Court Opinion

ID: 5844521
Source: CourtListenerOpinion
Date Created: 2022-01-12 23:41:35.838427+00
Date Added: 2024-06-11T08:43:53.169384
License: Public Domain

Order unanimously reversed, without costs, motions granted and complaint dismissed. Memorandum: Defendants, Loblaw, Inc., and Beneficial Finance Corporation appeal from an order denying their motions for summary judgment in their personal injury action. Plaintiff alleges that she was injured when she slipped on snow or ice that had accumulated on the sidewalk in front of the West Side Shopping Center on Ferry Street in the City of Buffalo. In a verified bill of particulars and at examination before trial plaintiff stated that the accident occurred at a point on the sidewalk some two feet from the entrance to the Beneficial Finance Corporation office. In their moving papers defendants have shown that that part of the sidewalk is on land owned by the City of Buffalo. Since the evidence establishes that the defendants did not own or control this property and the complaint makes no claim that defendants took any action to create the dangerous condition, plaintiff has failed to state a common-law cause of action (Roark v Hunting, 24 NY2d 470; see Mandel v City of New York, 44 NY2d 1004). Instead, on appeal plaintiff seeks relief by virtue of a City of Buffalo ordinance that directs “every owner or occupier of any premises on any public street to remove before 9:00 in the morning all snow and ice which may have fallen upon the sidewalk in front of said premises” (Buffalo City Code, ch 4, § 21).

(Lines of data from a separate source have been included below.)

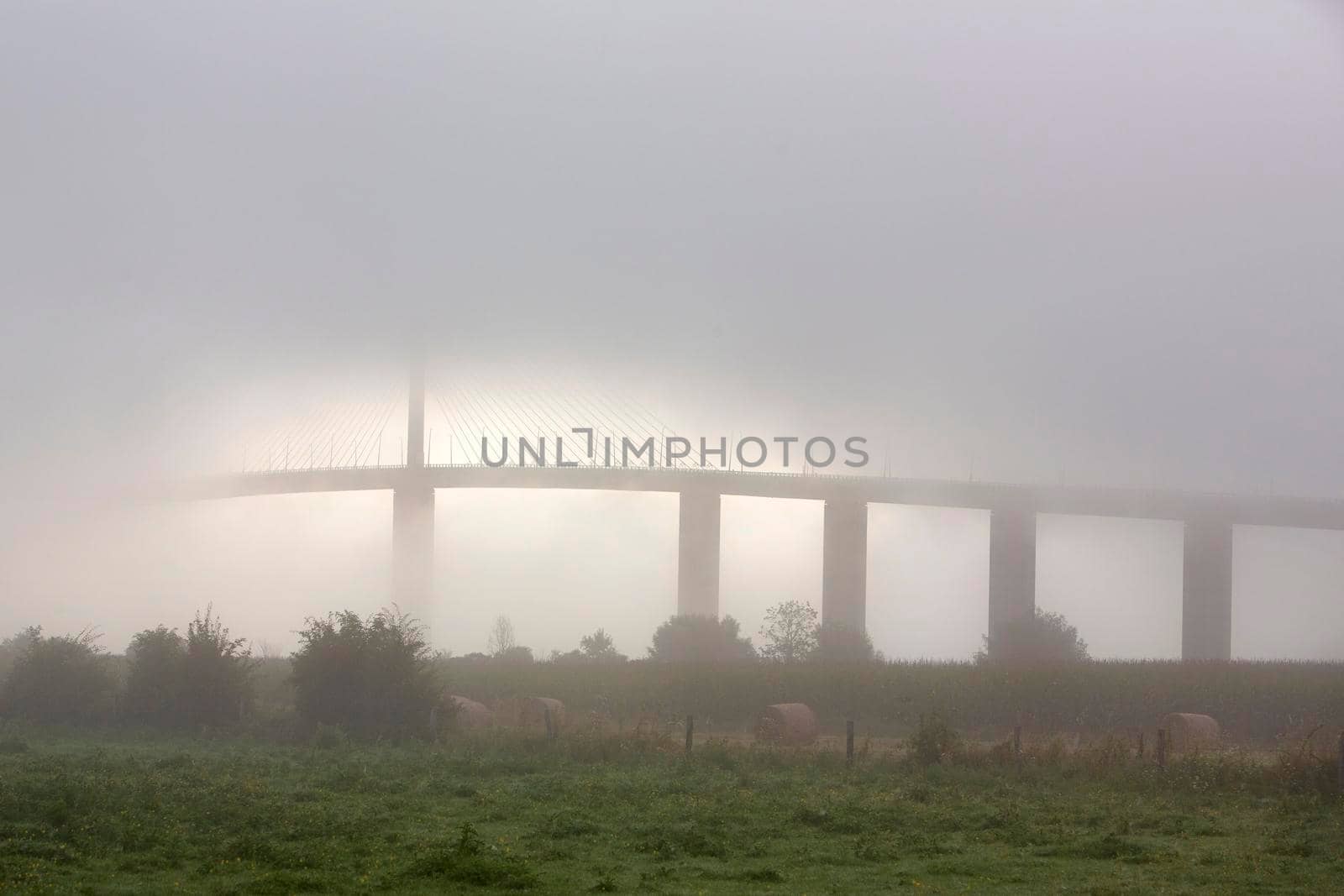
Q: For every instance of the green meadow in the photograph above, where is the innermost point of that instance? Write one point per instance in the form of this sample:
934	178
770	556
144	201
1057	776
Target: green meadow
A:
121	813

However, unless such a statute or ordinance clearly imposes liability “An abutting owner is not liable even though he fails to comply with a provision * * * charging him with removal of snow and ice” (Roark v Hunting, supra, p 475). Since the Buffalo ordinance does not impose tort liability for failure to comply with its provisions it does not aid plaintiff (Lodato v Town of Oyster Bay, 68 AD2d 904). (Appeal from order of Erie Supreme Court — summary judgment.) Present — Dillon, P. J., Cardamone, Schnepp, Doerr and Witmer, JJ.